Thanks for asking our advice.
Only one thing to add to the excellent (and 100% correct) answers already given.
If you load in batches, as on a single stage press or a turret staying stationary:
(I will assume a batch of 50) Put each primed, empty case in a loading block, primer side up. When the loading block is full, inspect all the primers for seating depth.
Take one case out, charge it with powder and put it back in the block (or a second block) primer side down. Repeat 50 times with each case in turn. When the loading block is full, shine a light into all the cases and see that 1) all cases have a powder charge and 2) the powder charge is all the same depth.
Take one case out, seat a bullet and place the assembled unit in a loading block. Repeat 50 times with each case in turn.

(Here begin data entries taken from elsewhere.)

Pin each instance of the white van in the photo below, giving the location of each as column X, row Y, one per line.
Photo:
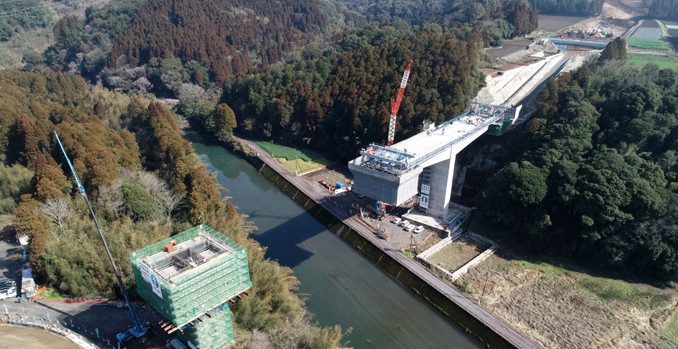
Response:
column 8, row 292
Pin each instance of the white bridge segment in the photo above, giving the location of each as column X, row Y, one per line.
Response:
column 391, row 174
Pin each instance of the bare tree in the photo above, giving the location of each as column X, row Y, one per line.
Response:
column 158, row 188
column 57, row 210
column 169, row 200
column 110, row 197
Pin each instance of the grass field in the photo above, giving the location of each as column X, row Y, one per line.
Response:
column 295, row 160
column 660, row 61
column 648, row 44
column 456, row 254
column 671, row 330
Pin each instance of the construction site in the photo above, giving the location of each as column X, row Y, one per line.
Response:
column 191, row 279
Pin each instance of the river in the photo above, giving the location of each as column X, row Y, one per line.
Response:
column 341, row 286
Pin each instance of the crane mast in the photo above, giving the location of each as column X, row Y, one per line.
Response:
column 395, row 104
column 138, row 329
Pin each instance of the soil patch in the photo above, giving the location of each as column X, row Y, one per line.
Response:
column 32, row 338
column 560, row 308
column 551, row 23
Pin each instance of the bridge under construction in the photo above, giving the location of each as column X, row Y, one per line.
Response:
column 422, row 166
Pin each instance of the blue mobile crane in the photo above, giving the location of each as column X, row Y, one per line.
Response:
column 138, row 328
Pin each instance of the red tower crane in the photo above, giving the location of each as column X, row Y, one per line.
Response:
column 395, row 104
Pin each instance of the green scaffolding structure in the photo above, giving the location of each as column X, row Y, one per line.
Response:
column 214, row 332
column 186, row 276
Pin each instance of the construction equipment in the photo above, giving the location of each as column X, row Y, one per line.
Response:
column 138, row 329
column 395, row 104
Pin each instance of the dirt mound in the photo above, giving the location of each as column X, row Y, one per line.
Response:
column 558, row 308
column 623, row 8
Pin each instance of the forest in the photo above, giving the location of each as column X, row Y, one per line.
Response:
column 111, row 44
column 595, row 177
column 569, row 7
column 145, row 183
column 337, row 105
column 19, row 15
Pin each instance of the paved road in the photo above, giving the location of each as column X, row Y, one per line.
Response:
column 322, row 197
column 86, row 318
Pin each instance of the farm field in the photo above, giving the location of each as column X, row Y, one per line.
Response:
column 551, row 23
column 660, row 61
column 294, row 160
column 648, row 44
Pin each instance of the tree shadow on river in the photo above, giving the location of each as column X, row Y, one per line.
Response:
column 287, row 237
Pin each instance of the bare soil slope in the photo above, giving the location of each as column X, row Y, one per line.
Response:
column 624, row 9
column 559, row 308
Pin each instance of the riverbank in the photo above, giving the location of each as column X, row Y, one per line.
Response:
column 471, row 317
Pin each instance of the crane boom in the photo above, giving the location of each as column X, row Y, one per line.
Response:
column 138, row 329
column 395, row 104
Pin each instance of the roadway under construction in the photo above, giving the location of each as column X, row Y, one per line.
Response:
column 422, row 166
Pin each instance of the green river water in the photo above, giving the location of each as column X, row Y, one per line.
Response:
column 341, row 285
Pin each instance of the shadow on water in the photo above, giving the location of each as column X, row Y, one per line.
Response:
column 287, row 237
column 341, row 285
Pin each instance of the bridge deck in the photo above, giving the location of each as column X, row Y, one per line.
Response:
column 410, row 152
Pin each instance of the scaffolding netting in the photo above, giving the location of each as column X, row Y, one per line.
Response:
column 191, row 273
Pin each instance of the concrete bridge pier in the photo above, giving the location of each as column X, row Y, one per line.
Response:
column 442, row 176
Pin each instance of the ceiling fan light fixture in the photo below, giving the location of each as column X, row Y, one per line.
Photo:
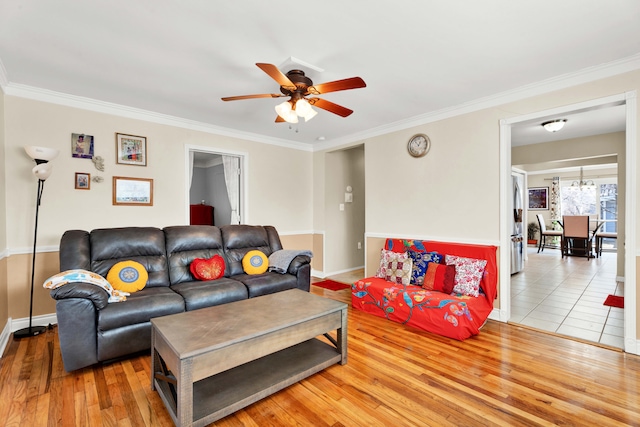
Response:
column 285, row 110
column 554, row 125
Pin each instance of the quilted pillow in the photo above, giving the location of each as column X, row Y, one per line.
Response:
column 85, row 276
column 421, row 261
column 128, row 276
column 387, row 257
column 439, row 277
column 398, row 269
column 207, row 269
column 469, row 272
column 255, row 262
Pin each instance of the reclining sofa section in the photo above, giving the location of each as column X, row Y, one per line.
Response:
column 91, row 330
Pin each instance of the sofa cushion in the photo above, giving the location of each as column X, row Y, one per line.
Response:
column 200, row 294
column 145, row 245
column 267, row 283
column 140, row 307
column 188, row 242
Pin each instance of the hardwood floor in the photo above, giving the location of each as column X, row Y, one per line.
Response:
column 395, row 375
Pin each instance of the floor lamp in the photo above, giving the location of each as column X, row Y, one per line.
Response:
column 41, row 170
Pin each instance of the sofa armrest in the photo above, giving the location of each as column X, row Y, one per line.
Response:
column 298, row 262
column 98, row 296
column 301, row 268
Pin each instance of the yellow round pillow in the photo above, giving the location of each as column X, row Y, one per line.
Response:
column 128, row 276
column 255, row 262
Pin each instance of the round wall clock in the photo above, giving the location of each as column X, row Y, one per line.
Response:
column 419, row 145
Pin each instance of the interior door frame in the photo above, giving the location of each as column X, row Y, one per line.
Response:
column 629, row 99
column 244, row 187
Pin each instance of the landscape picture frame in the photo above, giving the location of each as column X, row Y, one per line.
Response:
column 132, row 191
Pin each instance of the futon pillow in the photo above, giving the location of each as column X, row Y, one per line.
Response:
column 386, row 257
column 128, row 276
column 255, row 262
column 85, row 276
column 207, row 269
column 421, row 261
column 469, row 272
column 439, row 277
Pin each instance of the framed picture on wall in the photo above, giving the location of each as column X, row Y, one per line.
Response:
column 131, row 150
column 539, row 198
column 81, row 146
column 83, row 181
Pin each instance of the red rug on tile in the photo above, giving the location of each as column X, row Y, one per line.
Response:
column 332, row 285
column 614, row 301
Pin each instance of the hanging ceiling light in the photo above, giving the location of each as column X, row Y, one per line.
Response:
column 579, row 185
column 554, row 125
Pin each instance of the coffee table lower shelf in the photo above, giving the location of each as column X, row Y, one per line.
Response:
column 224, row 393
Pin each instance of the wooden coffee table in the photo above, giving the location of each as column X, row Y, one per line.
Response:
column 211, row 362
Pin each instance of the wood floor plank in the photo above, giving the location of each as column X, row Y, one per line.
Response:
column 396, row 375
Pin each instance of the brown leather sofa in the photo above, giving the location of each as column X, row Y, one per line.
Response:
column 91, row 330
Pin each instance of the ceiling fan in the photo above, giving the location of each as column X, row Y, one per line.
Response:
column 297, row 86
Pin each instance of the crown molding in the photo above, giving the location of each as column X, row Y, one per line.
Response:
column 563, row 81
column 83, row 103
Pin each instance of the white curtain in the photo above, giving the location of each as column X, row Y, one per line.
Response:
column 191, row 156
column 232, row 180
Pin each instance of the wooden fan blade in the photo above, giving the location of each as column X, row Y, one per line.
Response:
column 346, row 84
column 262, row 95
column 277, row 75
column 330, row 106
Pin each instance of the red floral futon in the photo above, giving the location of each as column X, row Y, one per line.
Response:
column 449, row 314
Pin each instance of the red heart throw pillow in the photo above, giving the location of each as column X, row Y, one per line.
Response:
column 207, row 269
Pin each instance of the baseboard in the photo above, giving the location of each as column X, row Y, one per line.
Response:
column 43, row 320
column 4, row 337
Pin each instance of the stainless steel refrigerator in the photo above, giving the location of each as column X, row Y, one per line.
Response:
column 517, row 238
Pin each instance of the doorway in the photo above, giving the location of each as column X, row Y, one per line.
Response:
column 629, row 165
column 207, row 185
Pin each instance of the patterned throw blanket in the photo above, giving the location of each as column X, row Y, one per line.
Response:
column 85, row 276
column 279, row 260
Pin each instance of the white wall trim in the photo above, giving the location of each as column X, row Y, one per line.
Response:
column 89, row 104
column 447, row 239
column 631, row 212
column 586, row 75
column 563, row 81
column 42, row 320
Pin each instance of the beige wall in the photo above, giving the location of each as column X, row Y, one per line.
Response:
column 454, row 192
column 4, row 299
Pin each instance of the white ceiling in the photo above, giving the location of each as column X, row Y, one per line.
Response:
column 419, row 58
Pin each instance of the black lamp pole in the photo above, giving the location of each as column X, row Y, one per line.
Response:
column 32, row 331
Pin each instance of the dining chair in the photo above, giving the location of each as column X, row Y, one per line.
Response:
column 603, row 235
column 544, row 233
column 577, row 239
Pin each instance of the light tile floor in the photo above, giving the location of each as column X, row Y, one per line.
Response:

Some people prefer to load in batches even though it is slower than continuous loading just for the added safety of the whole-batch powder charge verification step.
If you load in a continuous process (as a progressive press or turret, rotating the head as you load each cartridge such that each cartridge is loaded start-to-finish before the next cartridge is started)
You have to be cautious, attentive and aware of the dangers. Powder-check dies are popular to add some safety. A light (goose-neck LED taped to the press for example) shining into the case so you can see (sometimes people will position a mirror) are helpful if it is difficult to see the powder in the case. Other people simply pull each case out of the press, look at the powder and put the case back in before continuing.
Good luck. And congratulations on paying attention to what your carbine told you while you were shooting.
p.s. Nice thing about dippers. You cannot unknowingly run them out of powder like you can a powder measure and bridging is nearly impossible.